Donnerstag, 4. Juli 2024

Ernteprognose 2024: Bauern kämpfen weiter mit Wetterextremen

hier  Tagesschau  01.07.2024 Axel John

In den vergangenen Jahren kämpften die Landwirte mit extremer Trockenheit, jetzt machen ihnen teils sintflutartige Niederschläge zu schaffen. Um mit Nässe und Schimmel klarzukommen, müssen sie verstärkt Pestizide einsetzen.

Uwe Bißbort läuft einen Feldweg entlang und zeigt immer wieder auf seine Ackerfläche. Eigentlich sollte jetzt hier Raps wachsen. "Hier stand im Frühjahr und auch im Mai überall das Wasser auf den Feldern. Die Saat konnte gar nicht angehen. Der Ausfall bei mir liegt bei 30 Prozent", erklärt Bißbort. Grund sei der viele Regen gewesen. "Wir haben hier normalerweise rund 750 Liter Regenwasser pro Jahr. Bislang waren es schon mehr als 1.200 Liter. Das war selbst nach den Trockenjahren viel zu viel." 

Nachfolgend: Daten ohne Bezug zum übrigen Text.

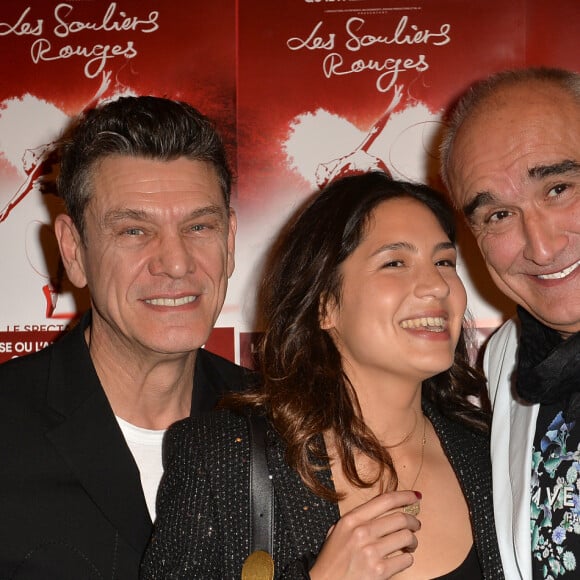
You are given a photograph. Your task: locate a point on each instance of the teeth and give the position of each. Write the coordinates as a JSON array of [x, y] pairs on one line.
[[432, 323], [561, 274], [171, 301]]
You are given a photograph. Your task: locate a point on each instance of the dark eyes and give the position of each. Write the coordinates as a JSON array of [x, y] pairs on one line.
[[447, 262]]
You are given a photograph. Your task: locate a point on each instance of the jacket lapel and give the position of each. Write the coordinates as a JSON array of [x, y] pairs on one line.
[[522, 430], [91, 442]]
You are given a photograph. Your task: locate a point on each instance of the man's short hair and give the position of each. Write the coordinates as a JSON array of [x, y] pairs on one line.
[[478, 93], [150, 127]]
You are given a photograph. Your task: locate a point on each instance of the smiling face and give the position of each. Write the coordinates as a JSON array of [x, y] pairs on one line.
[[402, 302], [515, 171], [158, 251]]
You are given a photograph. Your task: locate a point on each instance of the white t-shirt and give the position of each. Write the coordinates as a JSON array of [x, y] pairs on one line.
[[145, 445]]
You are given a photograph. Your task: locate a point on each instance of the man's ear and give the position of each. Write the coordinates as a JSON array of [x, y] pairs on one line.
[[71, 249], [231, 243]]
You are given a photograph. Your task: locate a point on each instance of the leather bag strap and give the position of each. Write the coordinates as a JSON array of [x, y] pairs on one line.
[[261, 492]]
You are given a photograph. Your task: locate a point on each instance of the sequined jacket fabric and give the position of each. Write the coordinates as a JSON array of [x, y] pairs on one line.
[[202, 529]]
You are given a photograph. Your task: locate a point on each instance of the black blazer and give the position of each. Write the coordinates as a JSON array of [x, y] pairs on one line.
[[202, 528], [71, 501]]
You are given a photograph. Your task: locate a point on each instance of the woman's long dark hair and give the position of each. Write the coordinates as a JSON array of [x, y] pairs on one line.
[[305, 391]]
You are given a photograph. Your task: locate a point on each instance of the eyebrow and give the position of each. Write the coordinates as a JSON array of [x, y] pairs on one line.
[[484, 198], [117, 215], [410, 247], [541, 171]]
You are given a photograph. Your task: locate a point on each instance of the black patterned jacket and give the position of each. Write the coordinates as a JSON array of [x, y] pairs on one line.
[[202, 528]]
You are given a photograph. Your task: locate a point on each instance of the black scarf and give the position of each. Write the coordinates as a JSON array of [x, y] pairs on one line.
[[548, 365]]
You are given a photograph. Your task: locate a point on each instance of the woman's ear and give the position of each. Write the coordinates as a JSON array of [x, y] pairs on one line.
[[327, 309]]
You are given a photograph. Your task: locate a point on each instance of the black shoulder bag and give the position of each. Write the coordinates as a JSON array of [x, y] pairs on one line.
[[259, 565]]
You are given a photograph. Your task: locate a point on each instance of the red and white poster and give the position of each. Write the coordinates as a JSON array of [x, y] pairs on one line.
[[302, 91]]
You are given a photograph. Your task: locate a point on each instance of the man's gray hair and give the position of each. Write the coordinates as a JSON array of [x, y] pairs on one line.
[[480, 92], [150, 127]]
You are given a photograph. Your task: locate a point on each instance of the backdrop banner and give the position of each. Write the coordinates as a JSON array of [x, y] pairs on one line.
[[302, 91]]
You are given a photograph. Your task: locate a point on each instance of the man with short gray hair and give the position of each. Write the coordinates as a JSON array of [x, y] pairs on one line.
[[511, 161], [149, 229]]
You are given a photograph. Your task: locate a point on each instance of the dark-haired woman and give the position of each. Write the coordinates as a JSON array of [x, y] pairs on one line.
[[377, 452]]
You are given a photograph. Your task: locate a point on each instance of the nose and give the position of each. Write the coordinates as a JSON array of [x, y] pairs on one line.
[[171, 257], [543, 239], [430, 283]]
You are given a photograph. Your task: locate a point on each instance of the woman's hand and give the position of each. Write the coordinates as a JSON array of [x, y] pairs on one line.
[[371, 542]]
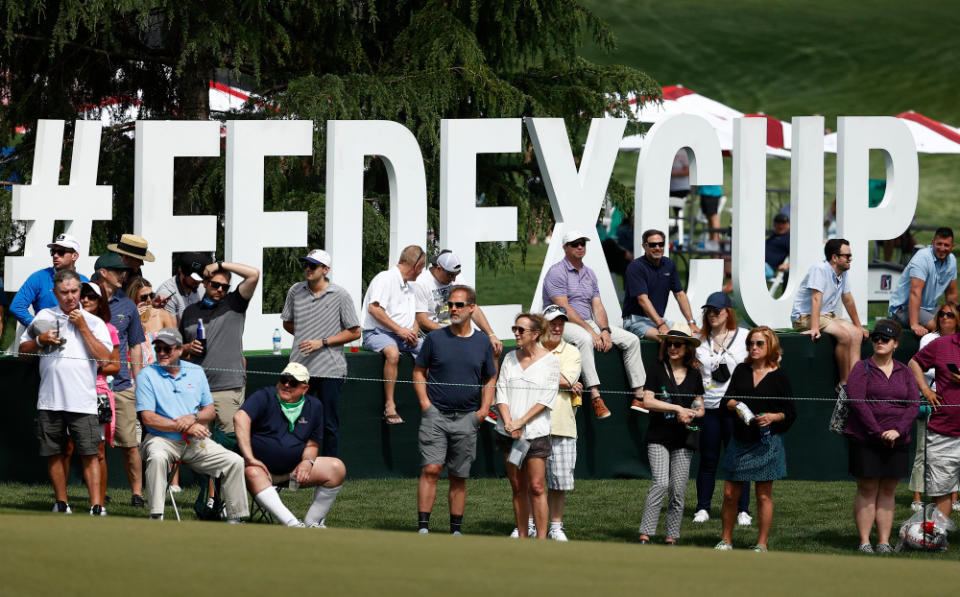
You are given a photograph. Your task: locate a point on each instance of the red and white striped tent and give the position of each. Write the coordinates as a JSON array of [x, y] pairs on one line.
[[678, 99], [931, 136]]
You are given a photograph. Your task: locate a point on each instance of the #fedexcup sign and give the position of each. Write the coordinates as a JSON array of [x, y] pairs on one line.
[[575, 195]]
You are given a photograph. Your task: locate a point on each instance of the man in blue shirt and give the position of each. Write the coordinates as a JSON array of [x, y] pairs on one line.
[[279, 432], [174, 403], [815, 307], [37, 291], [932, 272], [456, 354]]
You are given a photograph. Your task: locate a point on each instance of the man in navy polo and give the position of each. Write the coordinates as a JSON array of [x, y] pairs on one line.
[[649, 281], [110, 273], [279, 432]]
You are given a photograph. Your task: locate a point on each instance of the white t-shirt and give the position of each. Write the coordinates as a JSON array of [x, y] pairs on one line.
[[520, 390], [69, 383], [710, 358], [396, 296]]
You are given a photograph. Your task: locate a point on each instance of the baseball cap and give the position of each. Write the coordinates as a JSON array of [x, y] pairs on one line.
[[449, 262], [110, 260], [718, 300], [193, 264], [318, 256], [554, 311], [169, 336], [297, 371], [572, 235], [67, 241]]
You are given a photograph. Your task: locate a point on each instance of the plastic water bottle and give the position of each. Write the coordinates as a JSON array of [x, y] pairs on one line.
[[276, 341], [665, 396]]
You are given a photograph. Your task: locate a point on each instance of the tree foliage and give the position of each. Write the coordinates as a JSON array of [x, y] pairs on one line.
[[412, 61]]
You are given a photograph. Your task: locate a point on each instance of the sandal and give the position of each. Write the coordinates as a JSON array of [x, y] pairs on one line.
[[392, 419]]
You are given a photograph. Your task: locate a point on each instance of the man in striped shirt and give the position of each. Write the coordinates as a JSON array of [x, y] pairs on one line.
[[321, 317]]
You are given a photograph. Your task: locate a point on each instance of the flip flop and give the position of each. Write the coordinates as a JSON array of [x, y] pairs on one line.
[[392, 419]]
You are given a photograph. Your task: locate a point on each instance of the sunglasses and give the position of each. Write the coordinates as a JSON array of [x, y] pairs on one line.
[[290, 382]]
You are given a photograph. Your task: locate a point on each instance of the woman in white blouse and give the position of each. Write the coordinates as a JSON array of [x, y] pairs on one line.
[[526, 390], [723, 346]]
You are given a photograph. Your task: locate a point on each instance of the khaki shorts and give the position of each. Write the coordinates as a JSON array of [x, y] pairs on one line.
[[127, 433], [227, 403], [803, 323]]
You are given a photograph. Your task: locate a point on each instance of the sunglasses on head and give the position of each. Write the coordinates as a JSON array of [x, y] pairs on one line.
[[290, 382]]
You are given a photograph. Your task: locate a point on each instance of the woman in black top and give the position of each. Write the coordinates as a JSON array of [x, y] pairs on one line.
[[755, 396], [673, 393]]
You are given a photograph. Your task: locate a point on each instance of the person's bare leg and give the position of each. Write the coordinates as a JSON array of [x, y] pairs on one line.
[[391, 362], [556, 500], [427, 487], [764, 491], [865, 507], [457, 495], [728, 511], [886, 501]]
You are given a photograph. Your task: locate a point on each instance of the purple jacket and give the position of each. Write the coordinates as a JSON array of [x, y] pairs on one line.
[[870, 419]]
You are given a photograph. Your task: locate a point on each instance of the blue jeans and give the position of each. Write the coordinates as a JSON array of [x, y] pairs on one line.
[[715, 431], [327, 389]]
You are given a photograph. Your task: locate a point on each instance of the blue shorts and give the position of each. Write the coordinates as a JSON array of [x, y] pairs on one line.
[[377, 339], [638, 324]]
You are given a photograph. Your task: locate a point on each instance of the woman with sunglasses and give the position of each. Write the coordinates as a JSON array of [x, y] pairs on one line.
[[884, 402], [141, 292], [673, 393], [526, 391], [92, 301], [723, 347], [759, 396], [946, 318]]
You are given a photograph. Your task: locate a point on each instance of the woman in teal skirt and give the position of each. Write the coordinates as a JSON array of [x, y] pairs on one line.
[[759, 397]]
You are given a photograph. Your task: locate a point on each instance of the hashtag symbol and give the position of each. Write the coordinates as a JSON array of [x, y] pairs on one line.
[[44, 201]]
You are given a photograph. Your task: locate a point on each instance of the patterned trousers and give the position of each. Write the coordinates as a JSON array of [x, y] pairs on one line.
[[671, 471]]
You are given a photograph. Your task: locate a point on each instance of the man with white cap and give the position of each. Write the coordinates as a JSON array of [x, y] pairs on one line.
[[279, 432], [37, 291], [174, 403], [321, 317], [573, 286], [433, 292], [182, 290]]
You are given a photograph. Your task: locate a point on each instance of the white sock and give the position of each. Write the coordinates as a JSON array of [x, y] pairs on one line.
[[322, 502], [270, 499]]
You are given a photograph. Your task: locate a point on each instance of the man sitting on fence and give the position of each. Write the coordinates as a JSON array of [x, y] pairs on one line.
[[279, 433], [174, 403]]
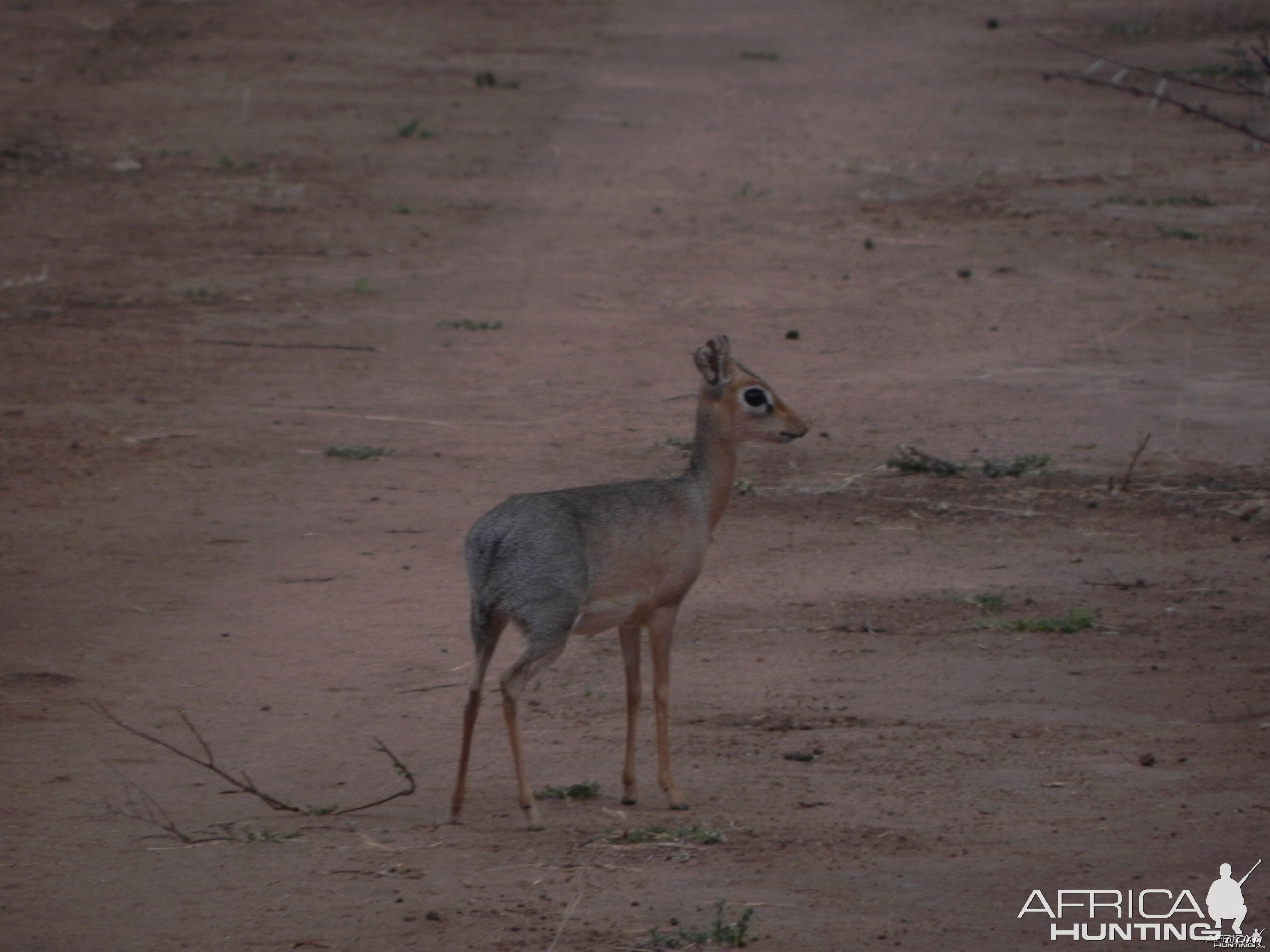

Mit dem Regen kamen Pilzkrankheiten

Bißbort ist Landwirt im Südwesten von Rheinland-Pfalz. In Windsberg betreibt er in seinem Familienbetrieb neben Schweinezucht auch Ackerbau: Wintergerste, Erbsen, Mais, Zuckerrüben und Raps. Bei der Gerste rechnet Bißbort mit Ausfällen von rund 60 Prozent wegen der Nässe. Im regenreichen Mai kamen mit den ansteigenden Temperaturen dann noch verstärkt Pilzkrankheiten dazu, die Bißbort mit Pflanzenschutzmitteln bekämpfte, um zumindest seine reduzierten Erträge zu retten.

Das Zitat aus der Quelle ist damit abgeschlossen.